I feel incredibly mislead about the testing requirement at Relativity. Throughout the interview process everyone played it down and so I felt fairly confident accepting the job knowing that I'd have to pass the RCA exam to remain employed. After I was hired everyone began to be a lot more honest about the exam. People told me they've cried (a lot), their families didn't see them for six weeks and they were constantly stressed. I know they told me this because they were trying to be comforting but it only made me feel worse. What kind of company wants its employees to feel like this? What kind of company wants new hires to spend their first six weeks feeling anxious, afraid, and stressed? Fyi most HR employees don't have to sit for this exam so they don't really understand what the people they're recruiting have to go through and cannot honeslty answer your questions about it.
Adding to that, they had a very sink or swim mentality with training for the test. They claimed people were there to help but when I asked for help the most I received were links to videos or articles (which all new hires have already seen).
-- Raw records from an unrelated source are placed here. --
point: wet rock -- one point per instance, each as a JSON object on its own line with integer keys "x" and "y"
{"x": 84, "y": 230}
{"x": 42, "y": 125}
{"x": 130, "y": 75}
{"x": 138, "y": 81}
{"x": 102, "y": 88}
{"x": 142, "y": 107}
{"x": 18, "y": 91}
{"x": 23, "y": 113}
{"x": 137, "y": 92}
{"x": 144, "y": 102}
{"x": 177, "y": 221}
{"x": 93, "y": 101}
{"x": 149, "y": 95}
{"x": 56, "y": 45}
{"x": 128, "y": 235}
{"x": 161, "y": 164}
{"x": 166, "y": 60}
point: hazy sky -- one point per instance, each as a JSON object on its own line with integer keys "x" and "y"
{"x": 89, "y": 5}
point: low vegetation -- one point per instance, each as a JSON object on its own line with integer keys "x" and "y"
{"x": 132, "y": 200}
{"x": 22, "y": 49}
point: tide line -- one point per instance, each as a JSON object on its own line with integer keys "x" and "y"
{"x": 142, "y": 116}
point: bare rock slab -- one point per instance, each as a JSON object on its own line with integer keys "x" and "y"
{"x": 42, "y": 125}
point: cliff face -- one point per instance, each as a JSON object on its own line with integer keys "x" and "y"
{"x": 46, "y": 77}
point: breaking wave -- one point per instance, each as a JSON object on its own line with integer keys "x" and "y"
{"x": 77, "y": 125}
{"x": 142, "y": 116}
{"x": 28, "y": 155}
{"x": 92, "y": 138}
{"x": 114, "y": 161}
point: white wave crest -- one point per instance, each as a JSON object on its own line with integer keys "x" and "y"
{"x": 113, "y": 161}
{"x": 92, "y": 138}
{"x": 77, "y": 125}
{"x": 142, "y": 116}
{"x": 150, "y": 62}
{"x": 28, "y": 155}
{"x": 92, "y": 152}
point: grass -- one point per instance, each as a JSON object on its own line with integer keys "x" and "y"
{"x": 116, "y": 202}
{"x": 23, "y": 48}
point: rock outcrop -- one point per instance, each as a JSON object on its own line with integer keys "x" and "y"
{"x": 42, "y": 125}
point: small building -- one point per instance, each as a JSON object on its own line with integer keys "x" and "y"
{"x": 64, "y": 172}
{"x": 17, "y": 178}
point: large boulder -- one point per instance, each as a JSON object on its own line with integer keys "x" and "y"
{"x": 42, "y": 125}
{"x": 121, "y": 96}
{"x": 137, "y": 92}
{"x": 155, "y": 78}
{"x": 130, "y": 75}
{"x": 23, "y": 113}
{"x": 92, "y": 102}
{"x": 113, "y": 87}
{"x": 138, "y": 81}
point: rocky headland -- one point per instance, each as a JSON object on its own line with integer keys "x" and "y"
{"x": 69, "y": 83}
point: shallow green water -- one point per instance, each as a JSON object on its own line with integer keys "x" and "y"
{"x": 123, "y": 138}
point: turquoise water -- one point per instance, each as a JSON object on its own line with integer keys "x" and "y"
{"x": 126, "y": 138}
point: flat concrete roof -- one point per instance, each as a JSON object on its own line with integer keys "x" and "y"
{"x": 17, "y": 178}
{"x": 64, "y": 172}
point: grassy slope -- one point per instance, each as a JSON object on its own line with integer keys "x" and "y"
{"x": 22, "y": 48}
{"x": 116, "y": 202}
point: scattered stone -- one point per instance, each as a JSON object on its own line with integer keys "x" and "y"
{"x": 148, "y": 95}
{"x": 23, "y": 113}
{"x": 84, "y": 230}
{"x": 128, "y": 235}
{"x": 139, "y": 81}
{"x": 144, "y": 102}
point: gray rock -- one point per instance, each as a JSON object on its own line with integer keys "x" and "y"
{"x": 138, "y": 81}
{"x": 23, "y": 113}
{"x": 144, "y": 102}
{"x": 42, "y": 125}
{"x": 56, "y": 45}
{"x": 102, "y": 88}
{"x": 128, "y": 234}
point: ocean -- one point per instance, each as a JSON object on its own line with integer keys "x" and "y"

Nobody walks you through the software. It's self study mixed with a few heavily accelerated workshops (and the workshops are not in your own learning environment so all the examples are scrapped at the end of the day and you have to start from scratch). The people who supervise RCA training are nice but they want to remain hands off. Don't expect them to pop by your desk to check in. Don't expect an invite to their desk to talk things over. The most you'll get is a slack convo (if you initiate).
You have to dig around their 6+ websites and find the training materials on your own. Adding to that, the training materials are filled with jargon and do not clearly break down each task into smaller steps. There is so much assumed knowledge and seemingly nowhere to gain this knowledge.
You will never be given the right answers for your practice work so for all you know, you could be studying the wrong thing for six weeks. There is no place to troubleshoot when you've made a mistake in the testing environment so you're basically stuck unless one of your peers is kind enough to take the time to help you figure it out (and they're just learning themselves). They're really big on peers helping peers in training but it is truly the blind leading the blind. No one knows what they're doing and honestly, no one has time to help others who are having a hard time catching up.
Lastly, you're isolated for the first six weeks of employment so you won't even know what your actual job is like for nearly two months. You'll be seated with people who are also taking the RCA and really won't interact with your actual team at all during this time.
It's a ridiculous way to start a job. It's setting staff up for failure. I know they like to think they're making this huge investment in employees but really they're just weeding out people who ask questions. Critical thinking is not valued here. Taking a job at Relativity is absolutely gambling with your livelihood and mental health. The pay is average and honestly, they offer no incentives that are competitive enough to offset this risk. Before you accept an offer here be sure to watch the training videos on their website. If you can't follow along then you probably won't do well here.